Interviews with Cohen’s friends, family and colleagues revealed the story of a woman shaped by many forces that allowed her to challenge traditional ideas.

Her parents were both committed Communists in the era before and after the Second World War when such ideas were considered dangerous. The home they created, however, was filled with talk of social justice and the need for changes in society.

During her days as a family doctor, Cohen squarely faced the question of abortion arguing, along with Dr. Henry Morgentaler, that women had a right to control their own fertility. Those were the days when hospitals had to form abortion clinic to decide which women would be allowed to end unwanted pregnancies.

Through that work, Cohen got to know a breed of humanist physicians who were pushing for a new kind of medical education in Canada. 

“Things started happening in the medical profession and it was because May and the people helping her were pushing,” Levitt said.

Levitt’s film, produced with long-time friend and Western University medical professor Barbara Lent, was edited by Mary Kainer, with Zoe Dirse and Sharon Hampson as executive producers.

Hampson, best known as part of the Sharon, Lois and Bram children’s entertainment team, is a long-time friend and patient of Cohen.
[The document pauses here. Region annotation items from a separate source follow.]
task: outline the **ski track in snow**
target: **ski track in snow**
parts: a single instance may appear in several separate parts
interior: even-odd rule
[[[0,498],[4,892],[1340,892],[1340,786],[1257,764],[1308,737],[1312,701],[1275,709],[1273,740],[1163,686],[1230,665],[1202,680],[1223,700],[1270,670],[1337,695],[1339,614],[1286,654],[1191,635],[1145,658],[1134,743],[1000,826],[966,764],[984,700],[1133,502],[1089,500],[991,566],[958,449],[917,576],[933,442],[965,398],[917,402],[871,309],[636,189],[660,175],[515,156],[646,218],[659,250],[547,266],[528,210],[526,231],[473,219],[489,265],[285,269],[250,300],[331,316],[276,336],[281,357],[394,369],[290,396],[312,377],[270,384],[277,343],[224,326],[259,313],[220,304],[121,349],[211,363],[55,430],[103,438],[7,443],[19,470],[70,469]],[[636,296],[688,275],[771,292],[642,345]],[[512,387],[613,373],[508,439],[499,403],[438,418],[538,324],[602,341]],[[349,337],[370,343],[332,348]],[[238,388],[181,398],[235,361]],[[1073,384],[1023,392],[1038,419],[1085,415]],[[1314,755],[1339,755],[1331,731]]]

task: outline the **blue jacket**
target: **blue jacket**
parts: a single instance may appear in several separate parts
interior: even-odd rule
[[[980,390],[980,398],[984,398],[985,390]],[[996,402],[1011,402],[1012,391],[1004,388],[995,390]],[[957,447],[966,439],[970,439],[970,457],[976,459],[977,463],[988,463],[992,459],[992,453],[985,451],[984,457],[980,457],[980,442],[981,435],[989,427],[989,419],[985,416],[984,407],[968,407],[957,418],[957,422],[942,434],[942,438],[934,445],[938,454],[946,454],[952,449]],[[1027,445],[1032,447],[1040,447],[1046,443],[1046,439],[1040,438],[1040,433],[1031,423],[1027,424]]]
In the film she says of Cohen, “She did what she needed to do, it was right and she changed the world.”

Cohen, who first saw the film in a private screening, said she initially had “mixed feelings” about it but retains “great gratitude to those who worked so hard on it.”

“When I graduated there was no such thing as women’s health, but now we know that it is more than just obstetrics and gynecology,” she said. “There is a clear recognition of the need today.”

The movie had its world premiere at the Toronto Jewish Film Festival earlier this year.  It was financed, Levitt said, “on a shoestring” of small grants from McMaster University, the Federation of Medical Women and other sources.